I have tried using the two loop method with the following variants:

using iloc - e.g df.iloc[index,2]
using at   - e,g df.at[index,"low"]
using numpy& at - eg  df.at[index,"low"] = np.where((df.at[index,"low"] < ..."

The data is floating point values, and datetime string.

Is it better to use numpy? maybe an alternative to using two loops? any other methods, like using R, mongo, some other database etc - different from python would also be useful - i just need the results, not necessarily tied to python.

any help and constructs would be greatly helpful

Thanks in advance

CodePudding user response：

You have to split main dataset in smaller datasets for eg. 50 sub-datasets with 10.000 rows each to increase speed.

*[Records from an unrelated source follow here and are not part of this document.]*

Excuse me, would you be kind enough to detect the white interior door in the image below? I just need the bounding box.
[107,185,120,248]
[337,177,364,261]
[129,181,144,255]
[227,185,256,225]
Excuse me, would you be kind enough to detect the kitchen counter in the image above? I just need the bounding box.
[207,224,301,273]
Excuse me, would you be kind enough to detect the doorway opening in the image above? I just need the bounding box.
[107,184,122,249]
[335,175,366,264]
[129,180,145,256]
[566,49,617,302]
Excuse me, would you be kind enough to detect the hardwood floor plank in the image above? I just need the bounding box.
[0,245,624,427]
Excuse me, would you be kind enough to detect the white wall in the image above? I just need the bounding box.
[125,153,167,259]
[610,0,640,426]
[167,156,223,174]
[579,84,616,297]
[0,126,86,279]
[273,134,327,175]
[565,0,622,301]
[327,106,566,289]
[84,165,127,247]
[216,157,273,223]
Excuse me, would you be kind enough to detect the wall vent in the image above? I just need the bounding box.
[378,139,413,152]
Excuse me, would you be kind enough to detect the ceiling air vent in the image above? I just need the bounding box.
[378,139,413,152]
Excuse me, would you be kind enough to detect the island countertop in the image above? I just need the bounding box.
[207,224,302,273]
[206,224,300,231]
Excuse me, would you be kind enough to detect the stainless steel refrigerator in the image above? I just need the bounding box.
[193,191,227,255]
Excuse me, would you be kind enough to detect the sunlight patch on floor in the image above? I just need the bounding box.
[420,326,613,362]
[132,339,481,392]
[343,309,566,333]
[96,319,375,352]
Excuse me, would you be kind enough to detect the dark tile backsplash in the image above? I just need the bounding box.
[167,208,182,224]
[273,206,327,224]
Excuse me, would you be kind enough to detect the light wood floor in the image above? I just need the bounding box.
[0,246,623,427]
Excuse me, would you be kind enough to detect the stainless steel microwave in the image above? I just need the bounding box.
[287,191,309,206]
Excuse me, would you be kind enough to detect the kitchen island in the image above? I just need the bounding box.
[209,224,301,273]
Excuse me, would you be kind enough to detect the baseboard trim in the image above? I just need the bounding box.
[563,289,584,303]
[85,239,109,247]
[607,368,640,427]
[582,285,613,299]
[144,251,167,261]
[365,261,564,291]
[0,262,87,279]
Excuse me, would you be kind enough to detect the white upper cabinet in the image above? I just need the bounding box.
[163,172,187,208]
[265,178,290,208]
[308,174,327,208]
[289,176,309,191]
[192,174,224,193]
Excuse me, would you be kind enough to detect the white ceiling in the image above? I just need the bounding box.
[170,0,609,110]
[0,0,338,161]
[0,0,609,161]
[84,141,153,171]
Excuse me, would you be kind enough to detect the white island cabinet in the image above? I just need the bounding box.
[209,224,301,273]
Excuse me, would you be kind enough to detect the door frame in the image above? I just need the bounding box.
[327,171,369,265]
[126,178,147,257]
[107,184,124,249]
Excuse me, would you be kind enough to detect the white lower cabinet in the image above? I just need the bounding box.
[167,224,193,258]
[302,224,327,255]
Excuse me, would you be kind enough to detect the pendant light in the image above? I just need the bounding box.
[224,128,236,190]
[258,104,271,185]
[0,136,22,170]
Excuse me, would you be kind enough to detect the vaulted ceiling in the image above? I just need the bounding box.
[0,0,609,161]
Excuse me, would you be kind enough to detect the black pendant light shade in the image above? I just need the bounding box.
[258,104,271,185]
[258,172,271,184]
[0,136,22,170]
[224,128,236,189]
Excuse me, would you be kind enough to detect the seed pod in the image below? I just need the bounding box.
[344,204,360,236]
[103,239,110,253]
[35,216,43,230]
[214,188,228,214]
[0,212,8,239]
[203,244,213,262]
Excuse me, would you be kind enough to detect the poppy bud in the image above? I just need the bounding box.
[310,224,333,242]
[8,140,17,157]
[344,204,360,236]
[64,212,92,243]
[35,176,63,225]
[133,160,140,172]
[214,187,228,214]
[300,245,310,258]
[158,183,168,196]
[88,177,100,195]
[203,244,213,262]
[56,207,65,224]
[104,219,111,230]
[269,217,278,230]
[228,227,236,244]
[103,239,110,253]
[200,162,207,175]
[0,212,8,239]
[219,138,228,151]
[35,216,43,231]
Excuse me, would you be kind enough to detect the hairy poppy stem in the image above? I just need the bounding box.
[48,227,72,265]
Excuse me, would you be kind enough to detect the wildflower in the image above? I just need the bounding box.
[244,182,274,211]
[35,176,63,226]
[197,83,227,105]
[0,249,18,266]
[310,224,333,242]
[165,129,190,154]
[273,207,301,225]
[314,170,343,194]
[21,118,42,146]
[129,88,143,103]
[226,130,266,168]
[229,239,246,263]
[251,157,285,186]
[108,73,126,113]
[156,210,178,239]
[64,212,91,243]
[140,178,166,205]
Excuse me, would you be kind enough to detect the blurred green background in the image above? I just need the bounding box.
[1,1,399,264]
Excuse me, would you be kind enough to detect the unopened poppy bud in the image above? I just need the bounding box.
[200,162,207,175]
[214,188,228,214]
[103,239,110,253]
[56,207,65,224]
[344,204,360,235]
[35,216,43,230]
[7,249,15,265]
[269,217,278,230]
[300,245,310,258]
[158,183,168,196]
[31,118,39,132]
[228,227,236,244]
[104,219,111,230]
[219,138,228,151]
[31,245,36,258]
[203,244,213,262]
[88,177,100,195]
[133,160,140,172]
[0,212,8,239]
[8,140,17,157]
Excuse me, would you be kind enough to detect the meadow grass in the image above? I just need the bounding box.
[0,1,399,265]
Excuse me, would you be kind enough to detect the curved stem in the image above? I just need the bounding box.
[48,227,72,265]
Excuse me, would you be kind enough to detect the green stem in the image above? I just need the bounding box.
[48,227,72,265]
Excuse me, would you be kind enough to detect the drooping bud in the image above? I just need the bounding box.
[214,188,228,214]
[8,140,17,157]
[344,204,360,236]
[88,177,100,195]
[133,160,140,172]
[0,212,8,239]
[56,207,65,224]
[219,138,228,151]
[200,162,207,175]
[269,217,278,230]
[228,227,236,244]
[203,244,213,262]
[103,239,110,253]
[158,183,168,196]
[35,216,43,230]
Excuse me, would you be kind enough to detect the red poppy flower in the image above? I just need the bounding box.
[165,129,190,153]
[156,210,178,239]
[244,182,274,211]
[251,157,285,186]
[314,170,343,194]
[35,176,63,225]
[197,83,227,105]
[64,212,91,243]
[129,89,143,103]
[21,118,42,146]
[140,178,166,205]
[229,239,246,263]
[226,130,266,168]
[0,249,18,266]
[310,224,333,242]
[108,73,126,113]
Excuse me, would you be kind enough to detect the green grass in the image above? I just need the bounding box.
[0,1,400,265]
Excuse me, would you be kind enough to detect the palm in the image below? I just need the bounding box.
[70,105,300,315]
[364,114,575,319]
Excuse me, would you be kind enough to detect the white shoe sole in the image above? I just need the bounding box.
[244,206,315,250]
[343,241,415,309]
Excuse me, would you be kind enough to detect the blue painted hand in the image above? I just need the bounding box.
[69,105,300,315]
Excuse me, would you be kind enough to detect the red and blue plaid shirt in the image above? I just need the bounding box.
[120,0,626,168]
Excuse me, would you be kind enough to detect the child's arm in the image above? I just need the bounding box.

Do functions in each sub-dataset using threading or concurrency and then combine your final results.

CodePudding user response：

You are copying the dataframe and manually looping over the indicies. This will almost always be slower than vectorized operations.

If you only care about one row at a time, you can simply use csv module.

numpy is not "better"; pandas internally uses numpy

Alternatively, load the data into a database. Examples include sqlite, mysql/mariadb, postgres, or maybe DuckDB, then use query commands against that. This will have the added advantage of allowing for type-conversion from stings to floats, so numerical analysis is easier.

If you really want to process a file in parallel directly from Python, then you could move to Dask or PySpark, although, Pandas should work with some tuning, though Pandas read_sql function would work better, for a start.